For some people, like the Mayor, considering the ways in which fire is a natural part of the cycle of the forest helps to ease the anxiety surrounding it. Bloemers and Roberta Cobb, the PCT caretaker, both participated in community forums on forest ecology and trail maintenance last fall and over the winter. Bloemers organized a trip into the charcoal forest with the local elementary school, to see nature moving forward as a metaphor for their own healing. “We started by asking them to share their own stories of the fire,” Bloemers says. “And then we took them out onto the ground.” In small groups, the students did a treasure hunt to find things like woodpecker holes—the black-backed woodpecker thrives in post-burn forest—and trees that had been burned, but were still alive. Bloemers also filmed work parties on trails that were impacted by the fire; he’d clip a GoPro to a tree or leave one on the ground as he helped to move rocks. On the Angel’s Rest Trail, he reflected on the fact that the trail, which is popular for its views, has those views because of a fire that burned in the early nineties. Bloemers says his goal is to show the benefits of fire—to deliver a message that is both hopeful and shares the hard truths.

Back in B.C., Eric Whitehead is studying last year’s burn maps to decide where he’ll pick morel mushrooms this year. Morels are a symbiotic mushroom and their fungus grows underground, like a little net that connects to the rootlet hairs of trees and shrubs. But the fungus produces fruit as a stress reaction, when its host trees are dead or dying—like after a fire, or logging. Whitehead, who grew up on a farm, and picking wild mushrooms, says that it took a few years for the beauty of the post-fire forest to kick in for him. After that, he says, “you’re walking through and you find yourself photographing little things that are just so excited for the raw opportunity to just kind of colonize the space. And then in time you started to really get it—oh yeah, this is part of the program. This isn’t a disaster here. This is part of the cycle.”

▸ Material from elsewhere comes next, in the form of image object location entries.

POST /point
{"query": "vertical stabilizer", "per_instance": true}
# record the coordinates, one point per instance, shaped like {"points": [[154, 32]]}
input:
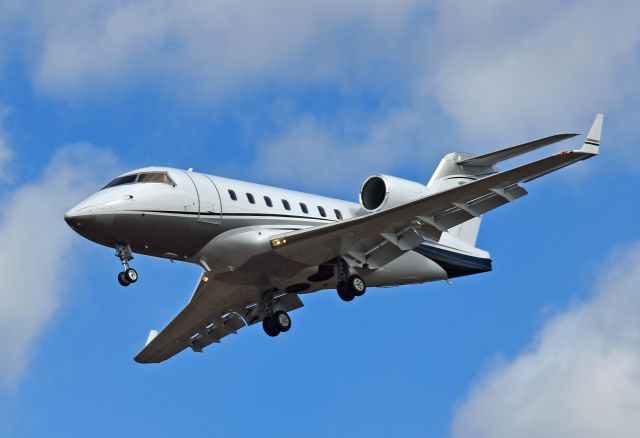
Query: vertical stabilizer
{"points": [[592, 142]]}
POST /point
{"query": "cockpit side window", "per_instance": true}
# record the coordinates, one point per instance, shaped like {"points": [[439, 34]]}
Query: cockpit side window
{"points": [[147, 177], [155, 177], [127, 179]]}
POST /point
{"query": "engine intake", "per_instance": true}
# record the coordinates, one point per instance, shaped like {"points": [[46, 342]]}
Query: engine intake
{"points": [[383, 191]]}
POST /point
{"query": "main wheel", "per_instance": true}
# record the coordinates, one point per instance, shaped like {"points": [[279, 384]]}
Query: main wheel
{"points": [[344, 292], [356, 285], [131, 275], [282, 321], [269, 327], [123, 280]]}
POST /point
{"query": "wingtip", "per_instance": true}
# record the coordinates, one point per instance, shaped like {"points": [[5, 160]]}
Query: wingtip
{"points": [[592, 142]]}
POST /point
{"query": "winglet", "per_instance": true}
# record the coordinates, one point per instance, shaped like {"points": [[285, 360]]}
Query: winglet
{"points": [[592, 143], [152, 335]]}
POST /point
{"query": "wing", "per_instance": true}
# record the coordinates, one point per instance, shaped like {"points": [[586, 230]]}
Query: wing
{"points": [[374, 240], [216, 310]]}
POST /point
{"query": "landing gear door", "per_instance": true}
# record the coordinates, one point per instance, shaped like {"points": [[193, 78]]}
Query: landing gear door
{"points": [[210, 210]]}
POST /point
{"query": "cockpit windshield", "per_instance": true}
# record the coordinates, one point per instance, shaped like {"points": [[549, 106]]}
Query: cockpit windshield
{"points": [[146, 177]]}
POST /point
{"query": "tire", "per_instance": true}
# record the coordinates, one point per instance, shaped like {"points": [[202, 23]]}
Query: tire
{"points": [[123, 280], [344, 293], [356, 285], [282, 321], [269, 327], [131, 275]]}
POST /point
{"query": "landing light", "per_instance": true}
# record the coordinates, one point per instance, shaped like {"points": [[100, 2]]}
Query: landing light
{"points": [[278, 242]]}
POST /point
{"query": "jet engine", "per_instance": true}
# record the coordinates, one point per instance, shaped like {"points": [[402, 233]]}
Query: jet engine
{"points": [[380, 192]]}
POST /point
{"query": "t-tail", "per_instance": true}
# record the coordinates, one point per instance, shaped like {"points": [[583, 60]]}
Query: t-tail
{"points": [[458, 168]]}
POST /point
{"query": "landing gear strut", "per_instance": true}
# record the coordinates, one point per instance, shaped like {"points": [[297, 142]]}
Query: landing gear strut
{"points": [[349, 286], [128, 274], [276, 321]]}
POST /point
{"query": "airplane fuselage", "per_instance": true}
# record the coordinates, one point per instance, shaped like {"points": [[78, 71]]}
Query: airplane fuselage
{"points": [[221, 224]]}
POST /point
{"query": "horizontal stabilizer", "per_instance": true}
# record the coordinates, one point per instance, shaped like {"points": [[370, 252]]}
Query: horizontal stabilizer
{"points": [[492, 158]]}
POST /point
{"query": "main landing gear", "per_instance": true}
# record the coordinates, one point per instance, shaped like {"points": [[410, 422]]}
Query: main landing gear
{"points": [[353, 286], [128, 274], [349, 286], [277, 323]]}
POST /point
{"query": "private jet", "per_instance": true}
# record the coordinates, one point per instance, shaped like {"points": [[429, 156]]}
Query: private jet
{"points": [[260, 248]]}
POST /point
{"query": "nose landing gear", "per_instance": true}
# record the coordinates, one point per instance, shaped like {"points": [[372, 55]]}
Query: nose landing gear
{"points": [[128, 274]]}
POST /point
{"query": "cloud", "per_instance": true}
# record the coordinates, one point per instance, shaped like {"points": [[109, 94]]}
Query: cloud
{"points": [[214, 48], [6, 152], [35, 248], [580, 378], [311, 152], [509, 68]]}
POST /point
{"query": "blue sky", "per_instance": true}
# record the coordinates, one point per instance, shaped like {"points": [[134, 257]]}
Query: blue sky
{"points": [[317, 96]]}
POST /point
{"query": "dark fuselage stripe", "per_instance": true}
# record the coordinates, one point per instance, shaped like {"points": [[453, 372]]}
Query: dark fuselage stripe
{"points": [[195, 213], [455, 264]]}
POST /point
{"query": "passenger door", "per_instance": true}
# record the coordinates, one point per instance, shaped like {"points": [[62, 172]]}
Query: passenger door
{"points": [[209, 206]]}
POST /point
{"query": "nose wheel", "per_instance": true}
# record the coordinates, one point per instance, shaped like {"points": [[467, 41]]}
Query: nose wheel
{"points": [[128, 275]]}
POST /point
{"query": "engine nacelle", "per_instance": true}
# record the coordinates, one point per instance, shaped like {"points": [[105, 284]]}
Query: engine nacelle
{"points": [[380, 192]]}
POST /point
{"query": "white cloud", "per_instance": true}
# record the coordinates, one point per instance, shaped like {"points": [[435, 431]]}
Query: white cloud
{"points": [[580, 378], [35, 249], [312, 153], [515, 68], [215, 48]]}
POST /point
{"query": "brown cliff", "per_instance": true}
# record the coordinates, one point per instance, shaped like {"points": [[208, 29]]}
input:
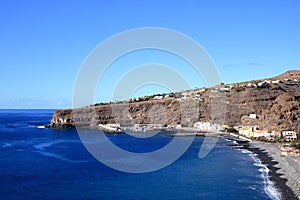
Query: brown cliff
{"points": [[275, 103]]}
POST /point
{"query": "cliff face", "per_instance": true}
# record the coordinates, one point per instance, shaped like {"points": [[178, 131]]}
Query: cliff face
{"points": [[277, 106]]}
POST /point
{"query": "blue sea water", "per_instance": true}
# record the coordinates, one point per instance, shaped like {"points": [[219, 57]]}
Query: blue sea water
{"points": [[39, 163]]}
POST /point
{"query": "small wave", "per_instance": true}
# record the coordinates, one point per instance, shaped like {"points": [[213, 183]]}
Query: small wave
{"points": [[36, 126], [269, 187], [59, 157], [246, 151], [44, 145]]}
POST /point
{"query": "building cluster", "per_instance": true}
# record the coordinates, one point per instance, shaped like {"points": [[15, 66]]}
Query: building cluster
{"points": [[254, 132], [207, 126]]}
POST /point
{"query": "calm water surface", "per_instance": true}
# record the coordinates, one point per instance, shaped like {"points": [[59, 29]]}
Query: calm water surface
{"points": [[39, 163]]}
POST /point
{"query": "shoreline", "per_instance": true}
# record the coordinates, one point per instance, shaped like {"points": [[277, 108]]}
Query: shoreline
{"points": [[282, 171]]}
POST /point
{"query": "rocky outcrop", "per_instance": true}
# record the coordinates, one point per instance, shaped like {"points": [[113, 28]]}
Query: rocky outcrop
{"points": [[276, 107]]}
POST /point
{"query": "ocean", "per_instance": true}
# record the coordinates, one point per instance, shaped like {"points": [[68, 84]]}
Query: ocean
{"points": [[40, 163]]}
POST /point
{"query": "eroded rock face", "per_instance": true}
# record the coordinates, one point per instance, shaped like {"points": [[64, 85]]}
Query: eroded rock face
{"points": [[276, 107], [282, 114]]}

Mitch Hicks, the Chief of Enforcement for the Fisheries Enforcement Department of the Columbia River Inter-Tribal Fish Commission, stresses tempering any optimism associated with the Eagle Creek Fire—it was, after all, a human-caused fire that endangered lives and livelihoods. Tribal fishers from the Yakama, Nez Perce, Warm Springs, and Confederated Tribes of the Umatilla were in their high season—several different species of salmon run overlapping—when the fire hit on Labour Day weekend. “There’s positive effects from fire, absolutely, there are benefits,” he says. “But not in this way… There are prescribed ways to have healthy forests that are not harmful to people and don’t victimize people, and don’t victimize the environment, because the environment can be victimized as well.”

On my last full day in Oregon, my family and I hiked along the Herman Creek Trail to the Herman Bridge Trail, which Roberta Cobb had recommended when we were out on the PCT. Will pointed out a slope studded with “volcanic bombs”— lava that had been hurled from a local volcano and cooled into rocks during its descent through the air. Earlier, on the patio at the brewery, I’d marvelled at the stunning exposed cliff faces of Table Mountain: hundreds of years ago, Mayor Cramblett had explained, a massive landslide had cleaved off the mountain, partially damming the river. If I take a long-term view, it’s possible to read the landscape and see evidence of disasters past all around us—both to appreciate the resilience of the forests, rivers, and rocks, and to reorient my anxieties about climate-change-related disasters so that I am focussing less on how they may impact me, and more on the duty of care I owe to mitigate their causes and effects.